I should have done this years ago, which is to say I probably shouldn’t be doing this now. Being a ‘stay at home mum’, in itself, perhaps a redundant phrase at the best of times, feels particularly redundant when your eldest is at an age when he can officially leave school by himself, and your youngest, schooled in self-sufficiency from an early age, so I could rush to a job in an attempt to feel fulfilled and busy, but which only left me worn out, harried and stressed, is so un-needy of me that my attempts to connect with her leave me rebuffed . Why, oh why do I always do things the wrong way round? I guess the answer is, you don’t know there might be a better way until you try.
It’s not like I can’t fill my time, right now, although I feel my CV crisping up round the edges as every day passes by. The kids are still young enough that I can fill my afternoons with playdates and taxi-ing them to piano or Scouts, and fill my days with exercise, holiday planning and cooking wholesome one pot meals – and with Tom away so much at the moment, it certainly makes our lives a lot easier that I’m around to do so. But the days are numbered that they will need me for even these simple tasks, and I wish, I wish I’d enjoyed it more when they really did.
I guess, back then, I couldn’t see the woods for the trees. Back then, I had a point to prove, a chip on my shoulder about being able to do it all and to be fair, my salary came in handy, for all so much of it went on childcare. Now, when the end of childhood is so close in sight, and I could merrily skip off to paid employment free as a bird, and work all the hours you need to in this blurred lines economy, while the kids familarise themselves with bus routes and remembering their own front door key. Yet I am burnt out, disillusioned, and in many ways, back to square one.

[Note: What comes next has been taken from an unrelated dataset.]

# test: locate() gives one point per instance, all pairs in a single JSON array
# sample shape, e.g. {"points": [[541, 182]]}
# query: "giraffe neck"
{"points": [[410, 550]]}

In the meantime, many of the local mums with children the same age as my two have sprouted a third, now toddling along in a logical height order. Having a new baby now would feel like a mismanaged sum. But then, being a mum didn’t come easy to me, although in so many ways it was the most fulfilling thing I’ve ever done. It’s only now I have the perspective to say that, while I seem to have got through it okay – for all the additional challenges we faced along the way – there would be things I would have changed. And yet, if I could do it all over again (and perhaps that’s ultimately why I would even countenance a third), I would be making the same mistakes all over again, but I would make them better. Though at the time, I know I was only doing my best, under the circumstances. Perhaps the circumstances were all too predictable, given a bit of hindsight.
The fact is, when they were young, I was too. There was a part of me that tried to keep up with my peers, at work and at play, for all I was doing a job many of them are only embarking on now. I don’t envy them – first time parenting is a shock to everyone – though a bit of me wonders whether they are perhaps going about things in a more logical way than me. But then, logic was never my strong point, especially at 25.
Now, a decade older, my career, such as it ever was, in bits and my hormones playing tricks on me, amid surging nostaligia for the past, it would be too easy to revisit. Tom, however, at 42 doesn’t want to play ball, and I can’t really blame him. Shouldering the burden of three kids, one of them grown up – has taken its toll, and it shows in his badger grey beard and the wrinkles round his eyes when he smiles. His fertility is on the wane as much a mine is, but he feels no such impetus to throw caution to the wind and give it one more shake of the dice. With him away again, this week, it actually feels worthwhile that I am here to cook and clean and iron his shirts and juggle the kids’ activities, for all it grates on me that in some ways feminism has failed me, for all in many ways, I might have failed it too. But in part, it’s failed because I didn’t do things in the prescribed fashion – and that’s feminism’s problem. It only really works if you follow the rules. And I guess I’ve always been a bit of a rebel in that respect.